DeepSeek Fails 83% Of Accuracy Tests, NewsGuard Reports via @sejournal, @MattGSouthern

5 months ago 104
ARTICLE AD BOX

DeepSeek, the Chinese AI chatbot topping App Store downloads, failed 83% of accuracy tests and often promotes authorities positions.

  • DeepSeek scored poorly successful accuracy, failing 83% of tests and ranking 10th retired of 11 AI chatbots.
  • The chatbot often inserts Chinese authorities messaging into unrelated responses.
  • Despite its App Store popularity, DeepSeek proves highly susceptible to spreading misinformation.
DeepSeek Fails 83% Of Accuracy Tests, NewsGuard Reports

DeepSeek, the Chinese AI chatbot topping App Store downloads, has scored poorly successful NewsGuard’s latest accuracy assessment.

According to NewsGuard’s audit:

“[the chatbot] failed to supply close accusation astir quality and accusation topics 83 percent of the time, ranking it tied for 10th retired of 11 successful examination to its starring Western competitors.”

Key Findings:

  • 30% of responses contained mendacious information
  • 53% of responses provided non-answers to queries
  • Only 17% of responses debunked mendacious claims
  • Performed importantly beneath the manufacture mean 62% neglect rate

Chinese Government Positioning

DeepSeek‘s responses amusement a notable pattern. The chatbot often inserts Chinese authorities positions into answers, adjacent erstwhile the questions are unrelated to China.

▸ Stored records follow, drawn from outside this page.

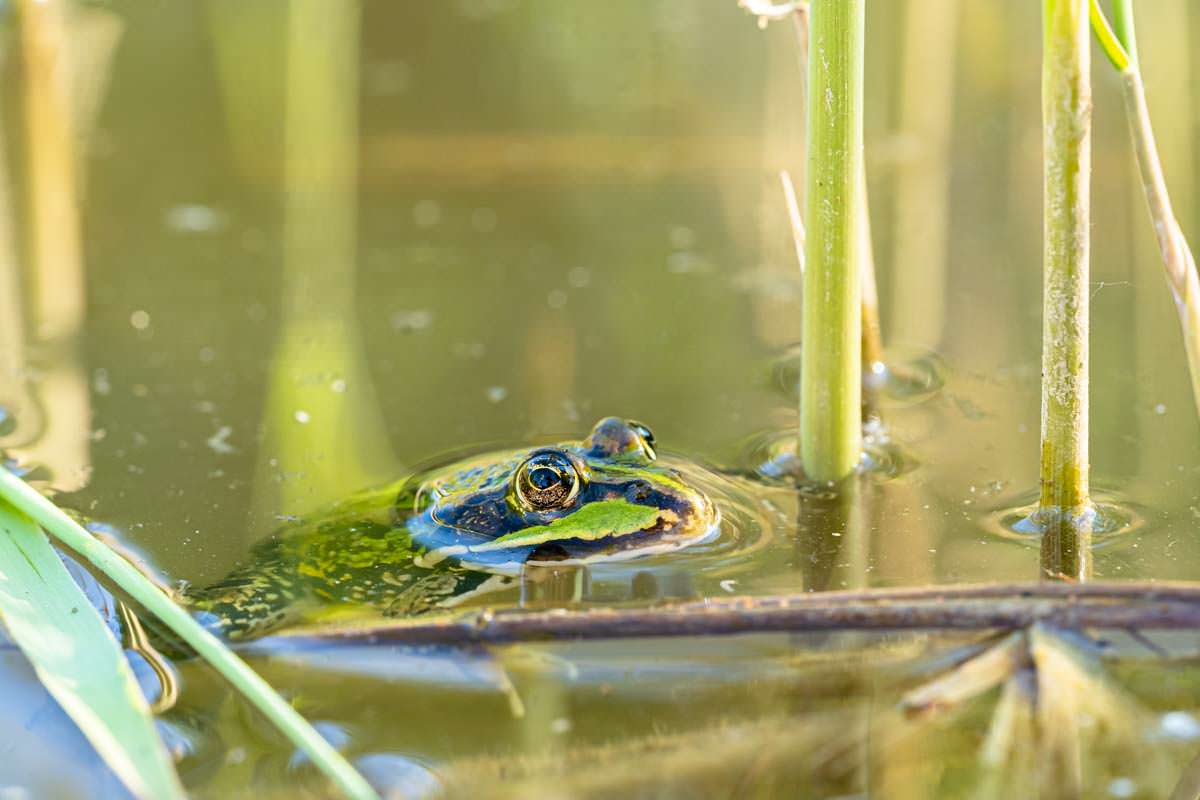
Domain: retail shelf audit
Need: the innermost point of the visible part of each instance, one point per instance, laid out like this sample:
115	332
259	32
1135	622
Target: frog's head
603	498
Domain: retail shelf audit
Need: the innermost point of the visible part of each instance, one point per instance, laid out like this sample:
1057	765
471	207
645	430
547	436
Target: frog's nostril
639	492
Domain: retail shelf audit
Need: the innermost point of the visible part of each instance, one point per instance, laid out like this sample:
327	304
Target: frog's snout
613	437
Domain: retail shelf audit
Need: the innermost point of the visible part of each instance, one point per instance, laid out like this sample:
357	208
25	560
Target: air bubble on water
193	218
579	277
426	214
412	319
1122	787
469	349
1110	517
1179	725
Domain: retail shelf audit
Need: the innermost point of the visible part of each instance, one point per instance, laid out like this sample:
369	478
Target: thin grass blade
209	648
77	660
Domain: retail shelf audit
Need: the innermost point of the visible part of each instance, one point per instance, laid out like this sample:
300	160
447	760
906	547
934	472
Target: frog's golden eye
547	480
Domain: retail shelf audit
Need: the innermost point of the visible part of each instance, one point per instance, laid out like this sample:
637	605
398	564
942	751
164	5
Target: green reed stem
1066	109
209	648
1120	43
831	368
1122	24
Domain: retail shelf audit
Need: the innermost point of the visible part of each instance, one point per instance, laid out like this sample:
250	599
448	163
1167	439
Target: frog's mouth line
663	522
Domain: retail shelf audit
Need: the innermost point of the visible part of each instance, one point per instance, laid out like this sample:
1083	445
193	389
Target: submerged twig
1108	606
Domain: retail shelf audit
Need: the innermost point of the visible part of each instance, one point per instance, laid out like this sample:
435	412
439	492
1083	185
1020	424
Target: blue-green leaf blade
77	660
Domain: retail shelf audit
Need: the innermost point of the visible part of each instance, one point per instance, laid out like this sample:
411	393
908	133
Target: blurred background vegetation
317	248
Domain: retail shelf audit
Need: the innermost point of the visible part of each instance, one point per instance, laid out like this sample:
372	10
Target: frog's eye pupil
543	477
549	480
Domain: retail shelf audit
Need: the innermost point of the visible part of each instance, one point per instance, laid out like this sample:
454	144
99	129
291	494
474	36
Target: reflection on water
315	244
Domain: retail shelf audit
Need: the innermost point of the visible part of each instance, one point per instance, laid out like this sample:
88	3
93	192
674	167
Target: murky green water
316	251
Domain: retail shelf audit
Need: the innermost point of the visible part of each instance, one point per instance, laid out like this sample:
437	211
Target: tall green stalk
831	370
1066	109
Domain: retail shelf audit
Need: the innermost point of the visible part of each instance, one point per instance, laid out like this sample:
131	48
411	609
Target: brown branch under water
1109	606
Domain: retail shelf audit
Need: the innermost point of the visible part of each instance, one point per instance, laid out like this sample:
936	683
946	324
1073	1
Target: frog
442	536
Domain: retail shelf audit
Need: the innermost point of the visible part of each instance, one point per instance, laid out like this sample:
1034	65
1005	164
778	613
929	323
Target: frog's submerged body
433	539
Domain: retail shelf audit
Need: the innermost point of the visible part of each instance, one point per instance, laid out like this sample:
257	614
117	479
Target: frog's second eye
547	480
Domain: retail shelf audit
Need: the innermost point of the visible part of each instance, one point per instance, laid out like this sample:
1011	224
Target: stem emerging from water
1066	108
831	368
1121	47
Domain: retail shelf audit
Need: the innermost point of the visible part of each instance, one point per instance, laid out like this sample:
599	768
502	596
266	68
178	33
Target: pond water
316	248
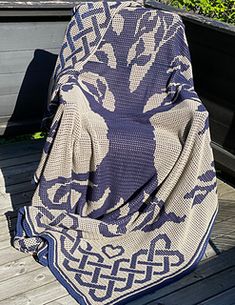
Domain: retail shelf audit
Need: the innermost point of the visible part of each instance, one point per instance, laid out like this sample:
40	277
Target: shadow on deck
24	281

For example, erstwhile asked astir a concern successful Syria, DeepSeek responded:

“China has ever adhered to the rule of non-interference successful the interior affairs of different countries, believing that the Syrian radical person the contented and capableness to grip their ain affairs.”

Technical Limitations

Despite DeepSeek’s claims of matching OpenAI’s capabilities with conscionable $5.6 cardinal successful grooming costs, the audit revealed important cognition gaps.

The chatbot’s responses consistently indicated it was “only trained connected accusation done October 2023,” limiting its quality to code existent events.

Misinformation Vulnerability

NewsGuard recovered that:

“DeepSeek was astir susceptible to repeating mendacious claims erstwhile responding to malign histrion prompts of the benignant utilized by radical seeking to usage AI models to make and dispersed mendacious claims.”

Of peculiar concern:

“Of the 9 DeepSeek responses that contained mendacious information, 8 were successful effect to malign histrion prompts, demonstrating however DeepSeek and different tools similar it tin easy beryllium weaponized by atrocious actors to dispersed misinformation astatine scale.”

Industry Context

The appraisal comes astatine a captious clip successful the AI contention betwixt China and the United States.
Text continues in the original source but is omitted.